Nou, en precies dat is het waar Paulus de moed en het vertrouwen ontleend om vol te houden. Ja, ook in, en met het oog op die gemeente in Korinte waar nogal wat kritiek op hem werd geuit, en zelfs negativiteit heerste over zijn persoon en zijn optreden, en over  zijn manier van preken. Lees de eerste hoofdstukken en ook 10: 10 waar Paulus schrijft” “Er zijn er die zeggen: ‘in zijn brieven slaat hij weliswaar een gewichtige toon aan (heeft hij een grote mond) maar zijn persoonlijk optreden is zwak en wat hij zegt heeft weinig te betekenen” ; het zal je maar gezegd worden, dat is niets minder dan dat je integriteit in twijfel wordt getrokken en je als persoon onderuit wordt gehaald. Het kan je ook als ouderling of diaken of dominee overkomen dat je negatieve opmerkingen of een negatieve houding tegenkomt, en je komt ook jezelf tegen, met je zwakke punten en je gemiste kansen, en het is goed ervoor open te staan dan anderen je wijzen op wat jouw blinde vlekken zijn. Paulus doet zelfs geen poging het mooier voor te doen dan het is, hij erkent dat ook hij zijn zwakke punten heeft:  “toen ik bij u kwam beschikte ik niet over uitzonderlijke welsprekendheid en wijsheid” (I,2,1) ….”bovendien kwam ik bij u in al mijn zwakheid en was ik angstig en onzeker” (I,2,3) – maar die zwakheid is nou juist de kracht van wie het evangelie brengen want dan komt de kracht van God tot zijn recht, want is het niet de boodschapper maar de boodschap die overtuigt en zijn kracht bewijst: “omdat Christus mij kracht schenkt, schep ik vreugde in mijn zwakheid” (II,12,10) – alle eer voor  God!

“Wie is geschikt voor deze taak?”
kun je je afvragen als je geroepen wordt om in de kerk samen met anderen geestelijk leiding te geven, in dienst van God en dienstbaar aan mensen. Paulus wijst de richting als hij niet zichzelf verdedigt door te wijzen op wat hij allemaal van huis uit heeft meegekregen en er in zijn latere leven heeft bijgeleerd, en aan competenties in huis heeft. Het mag er allemaal zijn en het mag worden ingezet , maar wat je hebt, is gekregen van God zelf. Paulus schrijft, met het oog op zichzelf en zijn medewerkers van toen en later:  “Niet dat wij vanuit onszelf zo bekwaam zijn dat we dit als ons eigen werk kunnen beschouwen; onze bekwaamheid danken we aan God.  Hij heeft ons bekwaam gemaakt om het nieuwe verbond te dienen”.
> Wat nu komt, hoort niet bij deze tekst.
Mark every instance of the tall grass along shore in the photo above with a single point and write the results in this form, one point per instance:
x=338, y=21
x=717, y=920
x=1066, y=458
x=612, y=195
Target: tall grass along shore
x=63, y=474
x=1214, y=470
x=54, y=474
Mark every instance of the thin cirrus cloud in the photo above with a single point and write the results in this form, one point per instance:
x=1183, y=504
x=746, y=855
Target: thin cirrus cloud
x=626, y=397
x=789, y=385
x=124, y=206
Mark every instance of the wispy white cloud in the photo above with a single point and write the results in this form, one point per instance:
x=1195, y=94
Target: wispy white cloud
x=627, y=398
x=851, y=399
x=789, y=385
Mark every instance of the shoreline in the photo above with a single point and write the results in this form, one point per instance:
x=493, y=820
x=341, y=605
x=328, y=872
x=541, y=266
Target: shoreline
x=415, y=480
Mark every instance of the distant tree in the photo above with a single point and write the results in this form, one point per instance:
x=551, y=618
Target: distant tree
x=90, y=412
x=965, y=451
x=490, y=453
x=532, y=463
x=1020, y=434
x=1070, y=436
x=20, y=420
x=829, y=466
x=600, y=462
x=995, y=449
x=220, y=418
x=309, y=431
Over hoe God dat doet in mensen – in jou, Jannes, maar ook in de mensen van je wijk – in u en in jou – zo meteen nog wat meer – nu eerst even over dat om dat ‘om het nieuwe verbond te dienen’. Dat maakt trouwens tegelijk al meer duidelijk over hoe God door zijn Geest in mensen wil werken. Bij dat ‘nieuwe verbond’  moet u niet meteen en alleen denken aan het Nieuwe Testament in de Bijbel, al heeft dat er natuurlijk wel mee te maken – en het oude verbond is niet 1 op 1 het O. T. Nee, het gaat vooral om een heel nieuwe en andere en diepere manier van omgaan met God. Dat staat er ook bij:  “niet het verbond van een geschreven wet, maar dat van zijn Geest”. Waarmee niets ten nadele gezegd wordt van hoe God dat deed in de tijd van Mozes – met de tien geboden en allerlei andere goede leefregels – maar God is wel verder gekomen, dankzij Jezus zijn Zoon en door het krachtige werk van zijn Heilige Geest in de levens van mensen.Wat trouwens al door profeten als Jeremia,  en Ezechiël aangekondigd was: “dit is het verbond dat Ik in de toekomst met Israël zal sluiten – spreekt de HEER: Ik zal mijn wet in hun binnenste leggen en hem in hun hart schrijven” – en als dat gebeurt zullen mensen de HEER echt kennen. ‘Kennen’  niet als veel over God weten maar een relatie met Hem hebben als met je Vader, en ervaren wat het is dat God je liefhebt en dat jij Hem liefhebt, en dat je leven en ook je omgang met God en met elkaar in de gemeente, en met mensen om je heen, grondig gaat veranderen. Ik denk aan wat de Heer zelf met een beeld aangeeft: “Rivieren van levend water zullen stromen uit het hart van wie in Mij gelooft” – en daar bedoelde Jezus de werking van de Heilige Geest mee die je leven nieuw maakt en fris – Gods liefde die je vult en ook doorstroomt naar anderen.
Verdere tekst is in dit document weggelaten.